UAW Members Weigh In
Not all union workers and retirees are sold. Three retired UAW directors sent an open letter to Gettelfinger urging the union president to refuse the VEBA trust. "It's just shifting risk onto retired workers," says Jerry Tucker, former director of the UAW's Region 5, which oversees locals in the southern Midwest and Southwest. "Even if we get 70 cents on the dollar, you've got unfunded liabilities."
Retirees like Tucker and two others who signed the letter to Gettelfinger may not get a vote to ratify the UAW deal that the companies and UAW leaders sign this fall. But they can make their case to workers. In GM's case, the voice of retirees can have some impact. They make their case to active workers at the union hall. McAlinden says that 66% of GM's workers can retire within five years. They may share some concerns with the current rank and file.

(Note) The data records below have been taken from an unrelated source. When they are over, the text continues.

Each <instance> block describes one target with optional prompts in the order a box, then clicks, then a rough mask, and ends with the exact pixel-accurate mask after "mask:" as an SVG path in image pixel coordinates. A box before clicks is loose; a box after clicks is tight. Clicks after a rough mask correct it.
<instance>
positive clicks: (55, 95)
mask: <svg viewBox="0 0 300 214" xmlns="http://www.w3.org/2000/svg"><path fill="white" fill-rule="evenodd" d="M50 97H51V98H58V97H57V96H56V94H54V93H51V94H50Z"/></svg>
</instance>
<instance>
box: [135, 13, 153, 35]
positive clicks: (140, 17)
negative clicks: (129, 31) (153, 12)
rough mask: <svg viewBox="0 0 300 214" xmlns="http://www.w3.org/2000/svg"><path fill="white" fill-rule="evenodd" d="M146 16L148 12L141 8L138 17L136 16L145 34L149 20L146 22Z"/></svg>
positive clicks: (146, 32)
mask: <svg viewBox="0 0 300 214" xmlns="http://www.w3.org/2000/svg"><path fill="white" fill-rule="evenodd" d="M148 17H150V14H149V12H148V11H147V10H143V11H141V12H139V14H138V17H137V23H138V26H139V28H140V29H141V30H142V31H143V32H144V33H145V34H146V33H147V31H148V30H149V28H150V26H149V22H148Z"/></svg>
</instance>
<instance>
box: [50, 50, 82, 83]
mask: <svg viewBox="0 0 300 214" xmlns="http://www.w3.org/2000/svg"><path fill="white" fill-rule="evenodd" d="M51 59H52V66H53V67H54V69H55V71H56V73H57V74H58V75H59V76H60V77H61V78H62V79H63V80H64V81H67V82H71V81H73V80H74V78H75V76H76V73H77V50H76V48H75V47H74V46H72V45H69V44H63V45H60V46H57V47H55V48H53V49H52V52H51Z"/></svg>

For that reason, the UAW is planning an information campaign to show its voting members how the VEBA will secure their benefits, says one source close to union leadership.
Limiting Unemployment Benefits
There are plenty of other thorny issues. GM has also sought to reduce unemployment benefits paid through what the UAW calls the Jobs Bank. Right now, workers get most of their take-home pay while on furlough until GM finds work for them. Some UAW workers in the Jobs Bank have been known to earn nearly full pay for years while never building a car.
GM wants to limit the benefit and force workers in the Jobs Bank to either take a buyout or transfer to an open job after a set period. The automaker also wants to cut the union's cost-of-living allowance (COLA), which gives them extra pay to keep pace with inflation. COLA payments cost GM more than $300 million last year.
The two sides remained in negotiations Tuesday afternoon.